Cuando usted, amable lector, lea estas líneas posiblemente estén los niños del colegio de san Ildefonso con la tradicional cantinela de números de la lotería de Navidad. Tradición de esperanzas redondas que terminan ensartadas en alambres, como si fueran pinchos morunos expuestos a las miradas de hambrientos paseantes en una noche de feria.
Las que aciertan a salir por los orificios estrechos del bombo grande son unidas en matrimonio con las de los premios. El sorteo es un desfile de parejas que el azar aúna. El enlace de los próceres de más alcurnia y abolengo levanta admiraciones y a los espectadores y fotógrafos de sus asientos. Las esferas alambradas giran como norias volteando en su interior nuestras ilusiones, pero no hay parejas para todos los números y la mayoría se queda en la jaula redonda. Yo tengo la mala suerte de que los que apadrino tienen vocación de célibes.
Los precios de las participaciones y los premios han ido variando con el tiempo. Desde los cuarenta reales del año 1812 a los veinte euros de ahora las primeras y de cuatro mil pesetas a cuatrocientos mil euros los segundos.

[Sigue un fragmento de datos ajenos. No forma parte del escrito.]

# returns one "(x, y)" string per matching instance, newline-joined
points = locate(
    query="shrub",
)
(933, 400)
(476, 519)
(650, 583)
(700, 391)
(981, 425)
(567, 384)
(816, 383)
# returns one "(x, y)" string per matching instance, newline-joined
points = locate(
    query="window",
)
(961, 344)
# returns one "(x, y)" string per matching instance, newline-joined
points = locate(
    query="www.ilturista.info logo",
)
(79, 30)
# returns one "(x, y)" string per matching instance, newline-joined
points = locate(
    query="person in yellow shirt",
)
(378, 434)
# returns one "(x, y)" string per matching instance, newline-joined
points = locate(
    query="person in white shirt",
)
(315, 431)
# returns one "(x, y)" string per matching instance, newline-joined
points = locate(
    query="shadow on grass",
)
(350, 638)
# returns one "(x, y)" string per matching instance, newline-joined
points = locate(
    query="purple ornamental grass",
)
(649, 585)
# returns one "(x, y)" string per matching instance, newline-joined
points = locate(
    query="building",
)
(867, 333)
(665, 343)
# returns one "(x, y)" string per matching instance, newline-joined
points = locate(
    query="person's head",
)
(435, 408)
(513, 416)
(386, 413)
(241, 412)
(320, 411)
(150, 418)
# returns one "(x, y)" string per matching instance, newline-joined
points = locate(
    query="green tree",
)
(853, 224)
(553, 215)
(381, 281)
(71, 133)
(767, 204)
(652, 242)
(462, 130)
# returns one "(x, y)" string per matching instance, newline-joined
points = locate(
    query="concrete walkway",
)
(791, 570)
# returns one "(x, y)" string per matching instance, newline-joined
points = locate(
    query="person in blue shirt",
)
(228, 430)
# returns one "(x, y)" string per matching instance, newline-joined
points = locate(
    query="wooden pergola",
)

Pero no se deslumbren por las cifras. Hay una rata que silenciosamente devora el valor del dinero: la inflación. Si en 1977 con los veinte millones del premio gordo que le correspondían al décimo de 2.000 pesetas podíamos comprar dos pisos, en Barcelona, dos en Madrid, diez coches utilitarios, otros cuatro tipo berlina y más de veinte televisores, según un estudio realizado por Ana Ortas y Víctor Peña para RTVE, hoy con los cuatrocientos mil euros no llegaríamos ni a la mitad.
Que toque el gordo es tan difícil como meter en un costal cien mil garbanzos de los que solo uno es negro. Metemos la mano sin mirar y debemos dar con él.

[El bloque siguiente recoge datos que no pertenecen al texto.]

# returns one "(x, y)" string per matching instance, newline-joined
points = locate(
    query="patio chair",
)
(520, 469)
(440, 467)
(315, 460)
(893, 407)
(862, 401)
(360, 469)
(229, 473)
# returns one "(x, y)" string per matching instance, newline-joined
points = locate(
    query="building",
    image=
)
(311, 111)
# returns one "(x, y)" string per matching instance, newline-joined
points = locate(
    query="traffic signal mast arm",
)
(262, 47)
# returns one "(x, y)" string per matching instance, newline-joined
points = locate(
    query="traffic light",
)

Esta baja probabilidad debió de ser la que indujo a Miguel Escámez Armero, lotero de Sevilla, a cometer una de las mayores estafas en este juego. En el año 1951 tuvo la mala fortuna de que tocara el gordo en el número 2.704, del que él había vendido en participaciones más de dos billetes y solo disponía de uno. En el argot se conoce como hacer ‘el bizcocho’ a esta práctica. A cada participación de una peseta le correspondían 7.500, que los afectados no pudieron cobrar.
Cuando solo la radio retransmitía el sorteo la gente se sentaba a escucharlo y a anotar los premios mayores. Los periódicos publicaban al día siguiente una lista ‘tomada al oído’. Al ayuntamiento remitían una semana después la lista oficial en unas sábanas de papel que colgaban de un alambre con forma de percha. El que no estaba muy ducho en descifrar esas ‘carrefileras’ de números pedía ayuda a los empleados.
Hace unos años, estando yo en un banco de la plaza leyendo el periódico, se acercó un vecino para que hiciera el favor de comprobar un décimo. Pasé mi índice por el listado y lo volví a subir sin detenerme. Esa acción ya le contrarió pues era síntoma de que no había tropezado con su número. Su comentario cuando le confirmé los indicios fue: “Otro invierno sin pelliza”.
Mi deseo para ustedes es que aunque no les toque la lotería haya pellizas para todos.